Thanks Art. Is there a mass/spring analogy or something? Like the air mass in the port is coupling to the spring of the enclosure volume? I'm trying to grok what's going on physically in a bass reflex design. I know it works, I've built a couple of these, but I don't know why and it bugs me.
No, my suggestion to Google could actually have been very helpful
how does a helmholtz resonator work - Google Search
Unfortunately, that article (which I had already read) did not answer my questions. It starts with the resonator equation and goes from there. There's a footnote for the source of the resonator equation, but it links to an unrelated chapter on thermodynamics (with broken markup for the equations). My question is about why that equation works and that page didn't answer it. I've found that equation all over the place and had to re-derive the one that floats around on every audio website (that I've been *searching* for weeks) to find out how to correct for altitude. I live at ~7500ft where air pressure and density are noticeably lower than sea level and am more often at even higher altitudes. Most of the equations you see have the speed of sound in air *at sea level* "baked in".

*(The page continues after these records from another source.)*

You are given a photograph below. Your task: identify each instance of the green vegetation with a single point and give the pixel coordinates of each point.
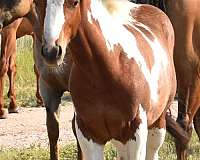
(25, 88)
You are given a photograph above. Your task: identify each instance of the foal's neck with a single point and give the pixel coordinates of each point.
(98, 26)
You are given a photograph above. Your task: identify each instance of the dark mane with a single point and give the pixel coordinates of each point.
(8, 4)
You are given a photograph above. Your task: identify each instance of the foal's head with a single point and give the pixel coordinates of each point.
(12, 9)
(61, 22)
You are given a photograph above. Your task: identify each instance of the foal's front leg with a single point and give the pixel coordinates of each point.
(51, 99)
(90, 149)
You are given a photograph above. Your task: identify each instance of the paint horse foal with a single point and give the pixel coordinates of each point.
(123, 77)
(185, 19)
(54, 81)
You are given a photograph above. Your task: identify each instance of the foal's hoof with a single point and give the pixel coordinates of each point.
(3, 113)
(13, 110)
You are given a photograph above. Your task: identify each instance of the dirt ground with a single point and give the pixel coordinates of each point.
(28, 127)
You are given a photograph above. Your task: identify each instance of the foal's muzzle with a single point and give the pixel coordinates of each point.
(52, 55)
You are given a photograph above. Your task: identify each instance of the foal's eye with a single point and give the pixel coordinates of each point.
(72, 3)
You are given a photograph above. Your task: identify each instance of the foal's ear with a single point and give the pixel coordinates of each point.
(72, 3)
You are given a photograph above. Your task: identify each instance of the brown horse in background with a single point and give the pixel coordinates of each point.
(9, 34)
(185, 18)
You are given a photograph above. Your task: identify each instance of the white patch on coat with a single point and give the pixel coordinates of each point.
(155, 140)
(90, 149)
(54, 20)
(112, 27)
(134, 149)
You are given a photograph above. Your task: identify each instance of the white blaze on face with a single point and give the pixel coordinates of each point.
(54, 20)
(112, 27)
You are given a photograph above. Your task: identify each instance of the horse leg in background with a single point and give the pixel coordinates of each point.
(196, 122)
(51, 99)
(186, 119)
(3, 68)
(79, 152)
(38, 96)
(12, 74)
(8, 47)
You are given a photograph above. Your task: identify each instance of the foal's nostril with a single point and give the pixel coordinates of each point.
(1, 26)
(52, 54)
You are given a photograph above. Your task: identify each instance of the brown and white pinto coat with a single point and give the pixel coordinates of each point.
(123, 78)
(185, 18)
(53, 81)
(9, 34)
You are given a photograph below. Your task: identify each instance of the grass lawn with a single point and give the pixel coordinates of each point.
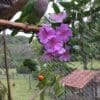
(21, 90)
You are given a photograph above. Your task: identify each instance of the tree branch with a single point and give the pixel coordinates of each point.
(4, 24)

You can assume I didn't search, but, aside from being wrong, it doesn't help to say so. FYI.
Fortunately, the PDF that rayma posted is exactly what I was after.

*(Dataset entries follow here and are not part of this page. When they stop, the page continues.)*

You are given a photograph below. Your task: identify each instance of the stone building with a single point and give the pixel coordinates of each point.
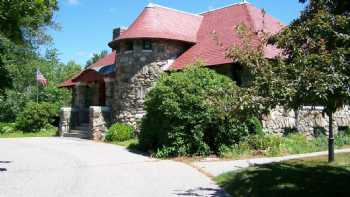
(161, 40)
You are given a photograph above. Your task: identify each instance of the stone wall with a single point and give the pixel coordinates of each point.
(68, 120)
(100, 118)
(305, 120)
(136, 73)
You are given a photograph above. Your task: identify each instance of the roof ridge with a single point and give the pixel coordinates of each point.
(152, 5)
(226, 6)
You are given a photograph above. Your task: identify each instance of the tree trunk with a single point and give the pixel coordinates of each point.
(330, 139)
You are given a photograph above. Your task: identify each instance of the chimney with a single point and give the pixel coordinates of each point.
(117, 32)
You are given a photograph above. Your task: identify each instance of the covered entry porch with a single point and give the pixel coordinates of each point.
(90, 112)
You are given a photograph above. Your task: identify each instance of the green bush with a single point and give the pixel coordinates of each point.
(188, 113)
(36, 116)
(119, 132)
(7, 127)
(254, 126)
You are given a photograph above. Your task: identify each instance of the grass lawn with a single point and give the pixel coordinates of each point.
(127, 143)
(308, 177)
(18, 134)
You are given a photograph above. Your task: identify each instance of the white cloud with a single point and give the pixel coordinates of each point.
(73, 2)
(84, 54)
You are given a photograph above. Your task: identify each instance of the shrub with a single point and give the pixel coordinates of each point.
(7, 127)
(36, 116)
(119, 132)
(188, 113)
(254, 126)
(269, 144)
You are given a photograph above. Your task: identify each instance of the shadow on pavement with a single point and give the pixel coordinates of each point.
(202, 192)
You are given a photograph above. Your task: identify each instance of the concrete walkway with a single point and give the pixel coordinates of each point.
(215, 168)
(63, 167)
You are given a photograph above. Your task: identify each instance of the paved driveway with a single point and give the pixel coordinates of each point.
(53, 167)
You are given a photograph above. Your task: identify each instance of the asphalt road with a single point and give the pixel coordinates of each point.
(64, 167)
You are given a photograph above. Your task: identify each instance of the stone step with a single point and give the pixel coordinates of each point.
(77, 134)
(81, 128)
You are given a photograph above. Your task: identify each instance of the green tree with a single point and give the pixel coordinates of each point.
(22, 27)
(96, 57)
(316, 50)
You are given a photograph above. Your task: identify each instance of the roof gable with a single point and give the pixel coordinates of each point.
(161, 22)
(216, 34)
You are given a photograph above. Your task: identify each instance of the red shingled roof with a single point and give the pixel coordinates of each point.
(161, 22)
(105, 61)
(220, 23)
(109, 59)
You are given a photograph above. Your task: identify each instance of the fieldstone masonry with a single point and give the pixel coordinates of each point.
(136, 73)
(305, 120)
(99, 120)
(65, 116)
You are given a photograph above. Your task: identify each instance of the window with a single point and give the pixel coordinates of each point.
(147, 45)
(117, 48)
(129, 46)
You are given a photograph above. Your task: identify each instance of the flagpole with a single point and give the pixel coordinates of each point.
(37, 87)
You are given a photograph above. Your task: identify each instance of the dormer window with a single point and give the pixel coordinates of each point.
(147, 45)
(117, 48)
(129, 46)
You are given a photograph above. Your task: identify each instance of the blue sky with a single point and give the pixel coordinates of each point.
(86, 25)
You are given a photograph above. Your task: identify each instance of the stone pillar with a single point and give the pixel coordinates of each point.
(99, 120)
(109, 83)
(65, 117)
(80, 102)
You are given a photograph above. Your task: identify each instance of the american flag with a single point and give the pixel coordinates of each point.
(40, 78)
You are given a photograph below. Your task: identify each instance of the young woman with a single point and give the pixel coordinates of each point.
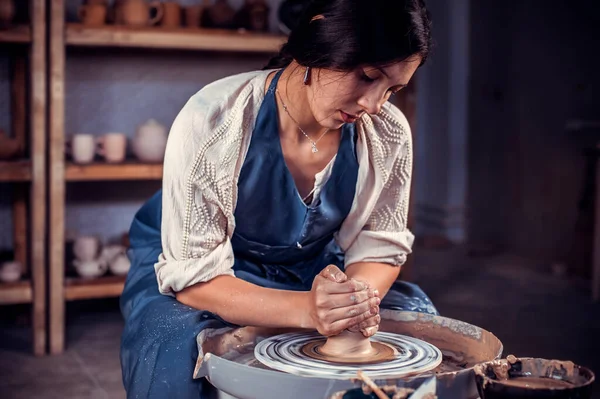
(284, 199)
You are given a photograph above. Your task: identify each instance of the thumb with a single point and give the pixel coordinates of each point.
(333, 273)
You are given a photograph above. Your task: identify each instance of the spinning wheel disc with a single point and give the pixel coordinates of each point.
(288, 353)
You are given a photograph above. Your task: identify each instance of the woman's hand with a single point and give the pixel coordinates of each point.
(338, 303)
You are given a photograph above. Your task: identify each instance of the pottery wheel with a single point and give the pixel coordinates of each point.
(396, 356)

Thanks toulou! It's getting much clearer in my mind now. I was thinking of the port as a horn but it's a mass/spring system where the port's air mass is resonating with the "spring" of the enclosure's volume of air. The end corrections account for the extra air that is just outside of the port but plays a mass role nevertheless. I need to wrap my brain around the mechanical analogies of the electrical concepts of capacitance, inductance, resistance and impedance. I think the PDF rayma posted will help a lot with that.

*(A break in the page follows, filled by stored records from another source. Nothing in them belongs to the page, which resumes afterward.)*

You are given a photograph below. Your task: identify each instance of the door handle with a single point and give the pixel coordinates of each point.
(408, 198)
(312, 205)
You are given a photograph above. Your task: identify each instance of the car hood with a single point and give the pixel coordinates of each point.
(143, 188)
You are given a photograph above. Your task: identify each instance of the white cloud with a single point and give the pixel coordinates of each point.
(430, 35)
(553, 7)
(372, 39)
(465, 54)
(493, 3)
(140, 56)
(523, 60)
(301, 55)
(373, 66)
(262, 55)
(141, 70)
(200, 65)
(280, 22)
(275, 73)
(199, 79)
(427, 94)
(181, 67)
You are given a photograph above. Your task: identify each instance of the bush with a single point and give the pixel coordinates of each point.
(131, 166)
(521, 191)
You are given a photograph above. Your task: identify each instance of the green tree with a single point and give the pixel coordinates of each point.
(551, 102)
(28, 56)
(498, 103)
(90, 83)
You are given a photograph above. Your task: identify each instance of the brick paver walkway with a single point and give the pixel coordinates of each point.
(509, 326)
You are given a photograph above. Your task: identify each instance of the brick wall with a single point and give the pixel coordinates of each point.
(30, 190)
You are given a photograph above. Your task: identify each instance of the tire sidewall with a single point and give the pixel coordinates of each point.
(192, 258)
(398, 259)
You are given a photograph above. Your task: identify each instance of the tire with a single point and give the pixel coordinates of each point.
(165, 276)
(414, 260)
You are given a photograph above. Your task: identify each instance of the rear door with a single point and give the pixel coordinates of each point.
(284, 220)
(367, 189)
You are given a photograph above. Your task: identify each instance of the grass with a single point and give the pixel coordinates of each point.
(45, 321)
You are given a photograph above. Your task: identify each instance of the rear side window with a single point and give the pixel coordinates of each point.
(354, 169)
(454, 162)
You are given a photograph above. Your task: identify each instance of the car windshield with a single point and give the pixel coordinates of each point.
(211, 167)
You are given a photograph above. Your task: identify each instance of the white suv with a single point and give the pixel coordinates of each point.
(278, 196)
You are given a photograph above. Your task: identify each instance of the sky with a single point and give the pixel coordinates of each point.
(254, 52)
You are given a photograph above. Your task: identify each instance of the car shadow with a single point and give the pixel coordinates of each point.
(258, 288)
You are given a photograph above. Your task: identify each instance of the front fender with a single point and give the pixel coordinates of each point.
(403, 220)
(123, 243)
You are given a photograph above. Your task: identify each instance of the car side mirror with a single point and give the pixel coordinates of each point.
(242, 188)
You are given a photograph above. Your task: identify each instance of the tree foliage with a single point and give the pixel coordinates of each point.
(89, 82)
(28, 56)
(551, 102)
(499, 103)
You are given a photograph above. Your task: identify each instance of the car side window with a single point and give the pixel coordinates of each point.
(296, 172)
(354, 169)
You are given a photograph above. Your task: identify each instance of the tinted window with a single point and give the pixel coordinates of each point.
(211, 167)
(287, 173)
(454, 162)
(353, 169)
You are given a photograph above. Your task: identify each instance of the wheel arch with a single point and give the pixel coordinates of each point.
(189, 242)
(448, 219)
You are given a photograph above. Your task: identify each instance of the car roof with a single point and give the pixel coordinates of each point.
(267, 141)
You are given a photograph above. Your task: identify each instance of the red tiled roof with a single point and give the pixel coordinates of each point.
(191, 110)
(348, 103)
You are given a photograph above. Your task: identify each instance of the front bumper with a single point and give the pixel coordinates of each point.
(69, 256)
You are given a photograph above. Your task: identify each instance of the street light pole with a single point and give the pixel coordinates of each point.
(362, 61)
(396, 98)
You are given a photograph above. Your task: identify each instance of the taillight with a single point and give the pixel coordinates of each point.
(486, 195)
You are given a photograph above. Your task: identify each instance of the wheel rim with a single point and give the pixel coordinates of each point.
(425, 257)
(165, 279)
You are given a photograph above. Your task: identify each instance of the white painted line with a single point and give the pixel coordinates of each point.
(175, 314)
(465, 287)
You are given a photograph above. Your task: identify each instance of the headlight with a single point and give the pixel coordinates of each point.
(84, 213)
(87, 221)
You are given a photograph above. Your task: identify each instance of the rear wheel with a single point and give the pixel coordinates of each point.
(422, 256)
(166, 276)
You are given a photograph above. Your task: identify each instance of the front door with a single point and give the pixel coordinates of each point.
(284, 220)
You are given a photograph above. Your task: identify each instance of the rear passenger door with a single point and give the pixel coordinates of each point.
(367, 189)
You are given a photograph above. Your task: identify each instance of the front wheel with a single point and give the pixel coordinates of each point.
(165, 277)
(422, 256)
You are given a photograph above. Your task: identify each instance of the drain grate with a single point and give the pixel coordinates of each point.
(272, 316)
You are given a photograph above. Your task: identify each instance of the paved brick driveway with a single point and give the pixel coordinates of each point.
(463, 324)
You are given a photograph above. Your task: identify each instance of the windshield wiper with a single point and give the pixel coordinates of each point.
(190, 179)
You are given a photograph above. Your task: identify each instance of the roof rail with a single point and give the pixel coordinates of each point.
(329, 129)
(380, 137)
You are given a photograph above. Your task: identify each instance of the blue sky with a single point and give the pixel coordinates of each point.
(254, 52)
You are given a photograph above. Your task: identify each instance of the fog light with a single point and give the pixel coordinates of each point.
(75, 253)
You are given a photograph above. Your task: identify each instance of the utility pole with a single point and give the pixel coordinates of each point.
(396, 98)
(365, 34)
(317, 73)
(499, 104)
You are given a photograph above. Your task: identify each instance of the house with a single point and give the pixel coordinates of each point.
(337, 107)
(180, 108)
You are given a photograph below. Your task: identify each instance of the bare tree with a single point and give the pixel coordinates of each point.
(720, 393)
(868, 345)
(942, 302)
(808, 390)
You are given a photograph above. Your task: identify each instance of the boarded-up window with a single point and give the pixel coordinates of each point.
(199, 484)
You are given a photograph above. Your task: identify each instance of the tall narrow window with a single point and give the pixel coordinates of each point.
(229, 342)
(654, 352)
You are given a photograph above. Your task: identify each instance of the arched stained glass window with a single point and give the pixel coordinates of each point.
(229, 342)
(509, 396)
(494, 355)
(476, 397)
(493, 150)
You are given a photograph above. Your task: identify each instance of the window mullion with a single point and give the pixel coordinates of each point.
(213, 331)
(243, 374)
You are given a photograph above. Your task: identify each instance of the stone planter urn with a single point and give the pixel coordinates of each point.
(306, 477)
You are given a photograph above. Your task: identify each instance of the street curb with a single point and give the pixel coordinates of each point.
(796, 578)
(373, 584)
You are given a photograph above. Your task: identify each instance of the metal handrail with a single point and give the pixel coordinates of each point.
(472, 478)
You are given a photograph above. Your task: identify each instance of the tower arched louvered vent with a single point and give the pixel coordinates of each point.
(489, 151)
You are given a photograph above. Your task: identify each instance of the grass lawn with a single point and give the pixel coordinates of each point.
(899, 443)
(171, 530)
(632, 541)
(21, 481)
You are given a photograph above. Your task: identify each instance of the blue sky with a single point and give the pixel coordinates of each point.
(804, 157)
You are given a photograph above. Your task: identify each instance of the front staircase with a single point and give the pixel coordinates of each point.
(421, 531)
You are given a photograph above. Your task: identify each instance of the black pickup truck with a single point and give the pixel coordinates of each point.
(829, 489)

Thanks! I still have to figure out something. It can't just be the mass in the port, because you can have narrow, short ports or wide, long ports that, aside from velocity/choking/chuffing issues, work the same but obviously have different masses. I think I've got what I need to get to the heart of this now.
Kenamond,
After recently thinking that the 6200 foot altitude of Madrid, NM may have affected my measurements of various cabinets (tapped horn and bass reflex) due to lower air pressure, was relieved to find out that the speed of sound remains the same for all intents and purposes at altitudes we normally would exist at.
Speed of sound in air temperature barometric pressure calculator without no table air density of air formula temperature calculation mach 1 acoustic impedance room temperature propagation air density sea level velocity ideal gas 20 degrees or 21 degr
"It is a wrong assumption that the speed of sound decreases with altitude above sea level, because the density of air decreases with height. The changing of atmospheric pressure does not change the speed of sound.
Only the colder temperature (!) lets decrease the speed of sound at higher altitudes.
The speed of sound has nothing to do with "sea level".
For sound pressure without the medium air there is no speed of sound. Speed of sound is dependent nearly only on its temperature.
It is not dependent on the sound amplitude, frequency, or wavelength."
Most "speed of sound" calculators assume a reduced temperature at a higher altitude.
Even when adjusting for temperature swings from "room temperature" down to freezing or up to very hot (110F/38C), the speed of sound change would only amount to about 1Hz variance from a 35Hz tuning.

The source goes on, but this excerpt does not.